Диалоги с Владимиром Спиваковым (Волков) - страница 22


ВОЛКОВ: Наивысшая похвала, которую только можно было получить. А Ойстрах ведь был очень сдержанным человеком. И что происходило в его душе, по-моему, никто так до конца и не разобрался. Я тоже сиживал на его уроках в Московской консерватории. Он ведь даже говорил не очень много. Главный его метод учения был в том, чтобы взять самому в руки скрипочку – и показать, как это должно звучать. И насколько же это было гармонично всегда…


СПИВАКОВ: А я однажды присутствовал при такой сцене. К Ойстраху пришел один студент, и, едва он сыграл первую фразу концерта Чайковского, как педагог его остановил:

– Повтори, пожалуйста, еще раз эту фразу.
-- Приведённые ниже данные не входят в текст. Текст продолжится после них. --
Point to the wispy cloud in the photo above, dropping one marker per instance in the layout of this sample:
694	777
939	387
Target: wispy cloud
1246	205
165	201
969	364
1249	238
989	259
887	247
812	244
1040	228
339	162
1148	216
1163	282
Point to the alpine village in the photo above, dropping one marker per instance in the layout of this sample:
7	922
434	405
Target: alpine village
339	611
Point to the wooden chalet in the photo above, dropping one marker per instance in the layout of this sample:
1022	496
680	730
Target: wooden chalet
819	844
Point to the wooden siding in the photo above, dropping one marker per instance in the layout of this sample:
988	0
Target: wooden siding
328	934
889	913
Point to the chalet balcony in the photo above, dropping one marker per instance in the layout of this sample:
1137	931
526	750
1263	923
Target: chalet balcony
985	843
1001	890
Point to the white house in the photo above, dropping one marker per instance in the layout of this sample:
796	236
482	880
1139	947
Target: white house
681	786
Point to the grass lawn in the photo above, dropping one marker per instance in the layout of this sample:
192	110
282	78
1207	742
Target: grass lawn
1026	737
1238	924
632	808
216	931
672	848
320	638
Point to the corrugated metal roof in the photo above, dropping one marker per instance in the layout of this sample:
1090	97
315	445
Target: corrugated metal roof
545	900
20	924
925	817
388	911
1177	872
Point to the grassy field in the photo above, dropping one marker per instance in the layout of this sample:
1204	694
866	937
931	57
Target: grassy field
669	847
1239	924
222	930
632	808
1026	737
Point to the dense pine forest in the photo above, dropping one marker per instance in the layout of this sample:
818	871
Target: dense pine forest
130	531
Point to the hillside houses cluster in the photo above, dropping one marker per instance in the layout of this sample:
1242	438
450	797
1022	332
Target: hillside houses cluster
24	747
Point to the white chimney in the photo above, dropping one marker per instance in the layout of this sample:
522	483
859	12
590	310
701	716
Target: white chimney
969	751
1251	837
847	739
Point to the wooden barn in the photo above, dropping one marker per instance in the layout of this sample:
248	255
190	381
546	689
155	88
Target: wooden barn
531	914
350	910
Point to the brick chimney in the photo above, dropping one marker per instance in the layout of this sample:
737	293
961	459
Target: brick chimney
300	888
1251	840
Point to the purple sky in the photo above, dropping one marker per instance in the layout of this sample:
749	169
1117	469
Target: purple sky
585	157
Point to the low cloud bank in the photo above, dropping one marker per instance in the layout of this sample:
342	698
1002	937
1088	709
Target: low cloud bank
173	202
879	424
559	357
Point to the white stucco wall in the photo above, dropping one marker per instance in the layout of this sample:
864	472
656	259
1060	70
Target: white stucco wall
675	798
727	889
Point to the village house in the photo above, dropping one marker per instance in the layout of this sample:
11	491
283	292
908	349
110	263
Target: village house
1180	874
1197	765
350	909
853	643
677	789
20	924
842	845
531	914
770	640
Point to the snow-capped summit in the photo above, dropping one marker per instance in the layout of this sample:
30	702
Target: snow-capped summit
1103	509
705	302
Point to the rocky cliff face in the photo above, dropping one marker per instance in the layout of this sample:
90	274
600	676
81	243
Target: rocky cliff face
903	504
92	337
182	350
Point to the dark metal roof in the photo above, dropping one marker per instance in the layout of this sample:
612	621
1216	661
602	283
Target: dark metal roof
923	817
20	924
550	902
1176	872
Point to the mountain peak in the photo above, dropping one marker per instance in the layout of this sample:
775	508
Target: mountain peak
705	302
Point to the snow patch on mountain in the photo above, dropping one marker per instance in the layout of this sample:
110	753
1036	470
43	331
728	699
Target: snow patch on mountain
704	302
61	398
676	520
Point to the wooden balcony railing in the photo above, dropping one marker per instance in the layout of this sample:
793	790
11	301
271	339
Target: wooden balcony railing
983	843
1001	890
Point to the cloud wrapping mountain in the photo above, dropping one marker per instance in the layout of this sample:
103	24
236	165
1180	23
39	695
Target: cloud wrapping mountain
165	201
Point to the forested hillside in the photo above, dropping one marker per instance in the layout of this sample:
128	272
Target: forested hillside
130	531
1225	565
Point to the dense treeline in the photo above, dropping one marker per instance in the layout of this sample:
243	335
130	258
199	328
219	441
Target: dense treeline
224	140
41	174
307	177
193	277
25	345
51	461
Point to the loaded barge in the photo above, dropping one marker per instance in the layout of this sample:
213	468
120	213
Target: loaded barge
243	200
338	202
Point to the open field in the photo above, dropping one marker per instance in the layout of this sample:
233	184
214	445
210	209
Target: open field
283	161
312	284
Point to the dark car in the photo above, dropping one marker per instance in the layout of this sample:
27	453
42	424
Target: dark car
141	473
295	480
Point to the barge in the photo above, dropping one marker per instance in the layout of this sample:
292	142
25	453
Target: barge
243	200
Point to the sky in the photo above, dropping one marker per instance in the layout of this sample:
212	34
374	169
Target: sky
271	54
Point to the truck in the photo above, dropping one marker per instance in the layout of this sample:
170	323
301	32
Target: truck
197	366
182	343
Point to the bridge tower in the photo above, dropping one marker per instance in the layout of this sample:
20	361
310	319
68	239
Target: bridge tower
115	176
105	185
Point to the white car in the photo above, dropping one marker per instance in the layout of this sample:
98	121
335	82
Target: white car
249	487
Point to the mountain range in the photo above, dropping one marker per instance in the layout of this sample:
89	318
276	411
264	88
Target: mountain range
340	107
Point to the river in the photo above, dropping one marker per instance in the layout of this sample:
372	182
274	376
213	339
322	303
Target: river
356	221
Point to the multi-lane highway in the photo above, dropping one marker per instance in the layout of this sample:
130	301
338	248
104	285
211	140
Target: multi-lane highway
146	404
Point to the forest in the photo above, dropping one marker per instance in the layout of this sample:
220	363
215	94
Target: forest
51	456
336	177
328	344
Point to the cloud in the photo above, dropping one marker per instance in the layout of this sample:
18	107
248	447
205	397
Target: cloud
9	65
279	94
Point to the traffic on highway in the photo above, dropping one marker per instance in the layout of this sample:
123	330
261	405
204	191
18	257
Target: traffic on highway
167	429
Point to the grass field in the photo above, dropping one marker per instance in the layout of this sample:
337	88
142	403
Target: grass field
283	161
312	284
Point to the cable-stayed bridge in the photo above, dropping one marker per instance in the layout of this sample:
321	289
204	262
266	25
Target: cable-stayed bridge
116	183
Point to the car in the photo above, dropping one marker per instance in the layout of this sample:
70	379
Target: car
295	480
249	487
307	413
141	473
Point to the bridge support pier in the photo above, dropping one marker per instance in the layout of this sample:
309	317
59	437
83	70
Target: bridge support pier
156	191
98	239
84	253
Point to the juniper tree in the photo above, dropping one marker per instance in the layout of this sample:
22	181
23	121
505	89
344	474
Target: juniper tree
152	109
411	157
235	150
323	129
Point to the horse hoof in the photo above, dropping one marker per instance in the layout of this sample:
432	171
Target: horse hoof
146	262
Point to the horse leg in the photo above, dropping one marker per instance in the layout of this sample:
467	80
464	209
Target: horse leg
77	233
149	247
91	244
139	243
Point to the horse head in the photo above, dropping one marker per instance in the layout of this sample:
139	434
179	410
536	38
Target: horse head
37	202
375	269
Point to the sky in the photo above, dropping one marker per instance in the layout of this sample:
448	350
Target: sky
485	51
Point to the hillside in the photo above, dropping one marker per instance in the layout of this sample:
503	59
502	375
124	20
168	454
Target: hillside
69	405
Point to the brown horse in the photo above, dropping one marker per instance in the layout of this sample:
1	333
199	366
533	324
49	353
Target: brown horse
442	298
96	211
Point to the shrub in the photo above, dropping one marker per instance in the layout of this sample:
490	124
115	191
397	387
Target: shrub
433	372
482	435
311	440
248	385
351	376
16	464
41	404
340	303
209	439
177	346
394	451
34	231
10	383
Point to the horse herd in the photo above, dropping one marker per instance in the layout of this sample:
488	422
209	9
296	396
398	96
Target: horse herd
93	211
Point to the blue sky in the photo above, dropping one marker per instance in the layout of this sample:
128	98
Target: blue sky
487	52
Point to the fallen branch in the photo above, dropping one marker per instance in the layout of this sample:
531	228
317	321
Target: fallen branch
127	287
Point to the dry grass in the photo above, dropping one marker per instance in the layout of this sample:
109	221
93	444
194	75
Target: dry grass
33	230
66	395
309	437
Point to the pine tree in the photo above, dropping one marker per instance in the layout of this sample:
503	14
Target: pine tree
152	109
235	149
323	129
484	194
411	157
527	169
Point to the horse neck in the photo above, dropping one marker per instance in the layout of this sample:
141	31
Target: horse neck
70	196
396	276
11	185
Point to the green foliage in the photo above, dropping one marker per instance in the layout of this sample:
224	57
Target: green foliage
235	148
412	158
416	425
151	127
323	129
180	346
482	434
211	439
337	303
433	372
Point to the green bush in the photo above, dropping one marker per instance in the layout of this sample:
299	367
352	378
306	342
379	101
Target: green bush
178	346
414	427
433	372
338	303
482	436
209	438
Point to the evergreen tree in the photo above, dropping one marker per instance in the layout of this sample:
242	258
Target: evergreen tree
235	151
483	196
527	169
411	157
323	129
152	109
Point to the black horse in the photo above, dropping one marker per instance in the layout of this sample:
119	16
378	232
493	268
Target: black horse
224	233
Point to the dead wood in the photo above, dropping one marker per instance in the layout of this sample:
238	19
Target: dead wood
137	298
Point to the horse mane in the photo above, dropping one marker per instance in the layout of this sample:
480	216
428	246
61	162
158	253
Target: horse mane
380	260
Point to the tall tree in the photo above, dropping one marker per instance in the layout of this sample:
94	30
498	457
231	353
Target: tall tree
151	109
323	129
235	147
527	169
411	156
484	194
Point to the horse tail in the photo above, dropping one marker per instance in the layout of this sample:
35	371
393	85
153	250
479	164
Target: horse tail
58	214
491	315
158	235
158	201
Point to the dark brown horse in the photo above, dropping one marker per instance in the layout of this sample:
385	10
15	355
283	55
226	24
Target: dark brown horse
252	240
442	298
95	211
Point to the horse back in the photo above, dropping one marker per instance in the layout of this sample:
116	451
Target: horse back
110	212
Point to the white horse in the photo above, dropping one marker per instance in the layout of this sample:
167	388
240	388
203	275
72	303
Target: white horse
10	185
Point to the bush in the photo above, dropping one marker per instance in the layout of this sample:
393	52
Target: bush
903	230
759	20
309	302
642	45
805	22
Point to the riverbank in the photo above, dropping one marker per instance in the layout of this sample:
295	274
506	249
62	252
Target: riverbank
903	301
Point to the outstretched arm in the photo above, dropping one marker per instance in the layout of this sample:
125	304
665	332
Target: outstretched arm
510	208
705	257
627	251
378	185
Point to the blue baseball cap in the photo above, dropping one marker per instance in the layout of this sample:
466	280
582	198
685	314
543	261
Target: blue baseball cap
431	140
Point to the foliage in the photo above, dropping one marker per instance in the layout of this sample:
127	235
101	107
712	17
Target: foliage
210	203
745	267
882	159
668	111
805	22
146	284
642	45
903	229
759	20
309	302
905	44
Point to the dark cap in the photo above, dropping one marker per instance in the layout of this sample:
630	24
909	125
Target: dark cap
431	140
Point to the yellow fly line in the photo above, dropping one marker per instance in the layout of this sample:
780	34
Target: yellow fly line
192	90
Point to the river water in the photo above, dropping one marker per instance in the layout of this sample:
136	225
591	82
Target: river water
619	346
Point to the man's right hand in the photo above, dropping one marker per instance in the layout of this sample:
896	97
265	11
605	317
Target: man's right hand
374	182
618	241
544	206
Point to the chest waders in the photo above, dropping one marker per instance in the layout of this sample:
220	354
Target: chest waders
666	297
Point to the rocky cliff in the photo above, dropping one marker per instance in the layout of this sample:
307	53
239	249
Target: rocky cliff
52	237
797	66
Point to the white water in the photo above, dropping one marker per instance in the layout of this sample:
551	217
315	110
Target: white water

Скрипач сыграл еще раз. Ойстрах говорит – еще раз сыграй. Тот сыграл уже в третий раз. Давид Федорович ему вдруг заявляет:

– Ты знаешь, надо заменить концерт.

Студент растерян:

– Я же сыграл только одну фразу.

– По тому, как ты сыграл эту единственную фразу, я понимаю, что нам нужно заменить этот концерт на другой, – заключил Ойстрах.


ВОЛКОВ: Это жестоко…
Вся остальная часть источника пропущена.